Keno Mason

Personal information
- Full name: Keno Anthony Mason
- Born: 13 November 1972 (age 53) Barataria, Trinidad
- Batting: Right-handed
- Role: Wicket-keeper

Domestic team information
- 1993–2002: Trinidad and Tobago
- Source: ESPNCricinfo, 27 December 2015

= Keno Mason =

Trinidad and Tobago cricketer (born 1972)

Keno Anthony Mason (born 13 November 1972) is a former Trinidadian cricketer who represented Trinidad and Tobago in West Indian domestic cricket. He played as a wicket-keeper.
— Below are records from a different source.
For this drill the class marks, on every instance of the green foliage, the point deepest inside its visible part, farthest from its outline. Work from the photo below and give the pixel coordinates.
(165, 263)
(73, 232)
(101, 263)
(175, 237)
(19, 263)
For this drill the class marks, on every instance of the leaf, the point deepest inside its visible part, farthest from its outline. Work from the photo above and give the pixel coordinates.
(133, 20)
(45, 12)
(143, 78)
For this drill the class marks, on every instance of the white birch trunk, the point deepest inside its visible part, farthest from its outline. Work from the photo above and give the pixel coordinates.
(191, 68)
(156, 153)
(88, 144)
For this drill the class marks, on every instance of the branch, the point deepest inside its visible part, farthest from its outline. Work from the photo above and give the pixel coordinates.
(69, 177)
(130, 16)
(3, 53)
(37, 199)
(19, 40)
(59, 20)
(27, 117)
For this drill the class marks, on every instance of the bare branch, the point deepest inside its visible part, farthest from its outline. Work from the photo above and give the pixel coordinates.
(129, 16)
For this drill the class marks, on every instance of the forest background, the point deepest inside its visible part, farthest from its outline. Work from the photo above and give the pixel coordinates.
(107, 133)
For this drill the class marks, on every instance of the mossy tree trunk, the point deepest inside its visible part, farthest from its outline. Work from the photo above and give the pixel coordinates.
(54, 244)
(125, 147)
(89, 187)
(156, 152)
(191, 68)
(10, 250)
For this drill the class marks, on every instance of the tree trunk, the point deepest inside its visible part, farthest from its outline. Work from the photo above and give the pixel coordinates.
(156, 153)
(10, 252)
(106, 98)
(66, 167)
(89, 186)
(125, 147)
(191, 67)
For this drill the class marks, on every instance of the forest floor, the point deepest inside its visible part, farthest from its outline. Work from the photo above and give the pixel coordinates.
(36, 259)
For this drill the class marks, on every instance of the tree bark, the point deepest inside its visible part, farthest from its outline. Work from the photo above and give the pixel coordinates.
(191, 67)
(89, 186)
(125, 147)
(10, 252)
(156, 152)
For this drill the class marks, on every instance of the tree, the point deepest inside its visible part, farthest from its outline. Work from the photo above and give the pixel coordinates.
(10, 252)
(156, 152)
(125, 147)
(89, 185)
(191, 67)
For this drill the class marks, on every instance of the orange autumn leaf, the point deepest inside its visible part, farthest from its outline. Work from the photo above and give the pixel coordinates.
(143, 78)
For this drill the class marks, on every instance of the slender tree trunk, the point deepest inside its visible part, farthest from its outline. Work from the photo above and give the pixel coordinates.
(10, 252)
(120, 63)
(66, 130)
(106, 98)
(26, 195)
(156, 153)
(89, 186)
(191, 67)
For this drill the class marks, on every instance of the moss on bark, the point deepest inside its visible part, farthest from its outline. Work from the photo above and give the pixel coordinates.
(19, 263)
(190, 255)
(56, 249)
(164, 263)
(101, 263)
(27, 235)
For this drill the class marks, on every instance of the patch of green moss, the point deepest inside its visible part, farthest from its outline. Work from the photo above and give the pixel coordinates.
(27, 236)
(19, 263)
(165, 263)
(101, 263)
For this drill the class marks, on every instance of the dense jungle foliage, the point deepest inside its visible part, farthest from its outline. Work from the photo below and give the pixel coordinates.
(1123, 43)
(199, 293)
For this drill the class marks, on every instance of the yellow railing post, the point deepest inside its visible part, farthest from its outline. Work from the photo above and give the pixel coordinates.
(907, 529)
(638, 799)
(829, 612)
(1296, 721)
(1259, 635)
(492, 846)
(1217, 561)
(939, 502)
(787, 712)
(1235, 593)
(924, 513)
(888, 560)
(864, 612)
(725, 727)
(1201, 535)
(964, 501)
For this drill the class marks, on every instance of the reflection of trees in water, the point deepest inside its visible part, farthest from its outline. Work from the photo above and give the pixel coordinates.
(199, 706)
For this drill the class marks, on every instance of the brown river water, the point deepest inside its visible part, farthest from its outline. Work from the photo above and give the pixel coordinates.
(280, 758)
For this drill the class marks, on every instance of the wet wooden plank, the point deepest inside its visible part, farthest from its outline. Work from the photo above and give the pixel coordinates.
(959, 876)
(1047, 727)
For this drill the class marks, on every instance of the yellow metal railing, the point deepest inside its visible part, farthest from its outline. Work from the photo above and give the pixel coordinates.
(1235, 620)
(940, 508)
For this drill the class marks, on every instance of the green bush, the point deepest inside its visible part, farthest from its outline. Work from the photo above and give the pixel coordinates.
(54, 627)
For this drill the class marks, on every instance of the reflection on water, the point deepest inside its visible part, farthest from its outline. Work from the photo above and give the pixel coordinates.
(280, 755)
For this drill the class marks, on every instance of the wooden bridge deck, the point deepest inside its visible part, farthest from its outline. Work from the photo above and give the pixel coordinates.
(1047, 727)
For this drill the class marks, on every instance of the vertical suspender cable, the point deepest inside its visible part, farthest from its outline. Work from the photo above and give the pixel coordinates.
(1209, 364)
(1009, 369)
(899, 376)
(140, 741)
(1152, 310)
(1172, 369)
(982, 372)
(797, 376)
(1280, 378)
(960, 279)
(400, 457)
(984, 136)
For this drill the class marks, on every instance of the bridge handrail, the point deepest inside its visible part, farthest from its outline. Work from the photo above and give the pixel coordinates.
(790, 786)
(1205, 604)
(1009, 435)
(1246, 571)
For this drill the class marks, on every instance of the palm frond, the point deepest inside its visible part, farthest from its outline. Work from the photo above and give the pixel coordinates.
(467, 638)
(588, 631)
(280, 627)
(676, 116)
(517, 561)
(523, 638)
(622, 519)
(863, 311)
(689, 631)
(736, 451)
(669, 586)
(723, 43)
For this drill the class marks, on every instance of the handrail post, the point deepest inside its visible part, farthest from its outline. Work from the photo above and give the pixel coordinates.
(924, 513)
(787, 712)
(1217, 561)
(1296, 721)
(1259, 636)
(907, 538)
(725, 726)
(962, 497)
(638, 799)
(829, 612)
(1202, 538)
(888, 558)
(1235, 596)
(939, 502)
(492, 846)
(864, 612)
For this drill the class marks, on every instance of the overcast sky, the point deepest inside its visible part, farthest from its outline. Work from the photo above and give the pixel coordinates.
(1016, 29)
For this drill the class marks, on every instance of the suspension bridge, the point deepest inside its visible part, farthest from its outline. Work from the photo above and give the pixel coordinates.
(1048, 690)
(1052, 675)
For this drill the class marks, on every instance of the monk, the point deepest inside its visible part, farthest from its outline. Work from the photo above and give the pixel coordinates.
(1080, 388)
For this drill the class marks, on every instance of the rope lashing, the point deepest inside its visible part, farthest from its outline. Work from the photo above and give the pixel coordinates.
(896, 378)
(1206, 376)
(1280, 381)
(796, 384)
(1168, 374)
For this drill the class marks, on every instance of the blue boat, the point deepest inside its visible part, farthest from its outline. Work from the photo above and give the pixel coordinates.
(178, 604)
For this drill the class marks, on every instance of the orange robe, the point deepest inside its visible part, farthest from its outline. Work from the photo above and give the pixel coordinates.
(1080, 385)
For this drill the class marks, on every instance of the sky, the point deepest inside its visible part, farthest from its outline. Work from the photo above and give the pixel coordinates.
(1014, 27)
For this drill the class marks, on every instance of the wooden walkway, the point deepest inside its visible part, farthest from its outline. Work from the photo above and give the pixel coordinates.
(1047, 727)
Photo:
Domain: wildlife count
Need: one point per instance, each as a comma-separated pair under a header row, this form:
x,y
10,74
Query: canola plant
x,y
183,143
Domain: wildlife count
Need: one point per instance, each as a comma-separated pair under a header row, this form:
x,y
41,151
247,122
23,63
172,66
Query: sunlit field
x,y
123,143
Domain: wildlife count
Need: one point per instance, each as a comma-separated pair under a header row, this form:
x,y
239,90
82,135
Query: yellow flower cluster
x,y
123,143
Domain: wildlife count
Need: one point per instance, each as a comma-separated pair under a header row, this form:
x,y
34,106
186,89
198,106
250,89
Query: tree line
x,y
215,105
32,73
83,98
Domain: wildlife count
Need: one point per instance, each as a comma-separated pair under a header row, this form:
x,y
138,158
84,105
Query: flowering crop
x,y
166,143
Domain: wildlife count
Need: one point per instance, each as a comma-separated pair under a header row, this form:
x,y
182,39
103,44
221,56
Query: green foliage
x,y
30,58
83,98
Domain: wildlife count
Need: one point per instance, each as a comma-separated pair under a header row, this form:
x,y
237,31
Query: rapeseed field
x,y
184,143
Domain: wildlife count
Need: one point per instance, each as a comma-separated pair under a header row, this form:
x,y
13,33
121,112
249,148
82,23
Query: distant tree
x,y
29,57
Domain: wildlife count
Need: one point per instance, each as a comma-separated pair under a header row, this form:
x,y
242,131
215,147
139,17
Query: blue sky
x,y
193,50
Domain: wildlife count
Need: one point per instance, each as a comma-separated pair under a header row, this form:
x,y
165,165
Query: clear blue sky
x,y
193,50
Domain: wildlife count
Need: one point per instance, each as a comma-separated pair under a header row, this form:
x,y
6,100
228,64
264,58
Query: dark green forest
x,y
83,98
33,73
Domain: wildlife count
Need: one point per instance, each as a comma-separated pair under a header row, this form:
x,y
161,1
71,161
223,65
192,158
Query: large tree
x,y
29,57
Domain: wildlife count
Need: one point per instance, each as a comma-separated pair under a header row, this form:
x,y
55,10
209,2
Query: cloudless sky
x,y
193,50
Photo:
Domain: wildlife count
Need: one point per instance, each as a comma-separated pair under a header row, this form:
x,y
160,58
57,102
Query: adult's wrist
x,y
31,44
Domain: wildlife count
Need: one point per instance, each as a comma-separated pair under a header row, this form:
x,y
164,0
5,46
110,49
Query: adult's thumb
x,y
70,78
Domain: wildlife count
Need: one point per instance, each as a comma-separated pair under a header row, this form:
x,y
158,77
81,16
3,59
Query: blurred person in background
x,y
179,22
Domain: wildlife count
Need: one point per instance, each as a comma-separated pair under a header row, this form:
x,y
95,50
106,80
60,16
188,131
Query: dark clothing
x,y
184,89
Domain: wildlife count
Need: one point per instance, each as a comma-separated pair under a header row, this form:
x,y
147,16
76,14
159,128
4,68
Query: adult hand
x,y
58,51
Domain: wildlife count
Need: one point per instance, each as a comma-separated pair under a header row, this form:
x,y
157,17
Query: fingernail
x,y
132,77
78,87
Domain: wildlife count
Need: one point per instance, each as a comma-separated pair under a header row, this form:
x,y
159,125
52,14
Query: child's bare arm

Mason made his first-class debut for Trinidad and Tobago in January 1993, in a Red Stripe Cup game against the Windward Islands. His limited-overs debut came the following month, against the Leeward Islands. Mason became Trinidad and Tobago's first-choice wicket-keeper after the retirements of Hermat Gangapersad and David Williams, and often substituted for Williams when he was on international duty with the West Indies. His final appearances in top-level West Indian domestic cricket came during the 2001–02 season. Mason played 42 first-class matches in total, and scored eleven half-centuries, with a highest score of 84 against the Windward Islands in January 1995. He also made 24 limited-overs appearances, although he scored only a single half-century in that format, making 68 against Barbados in February 1994.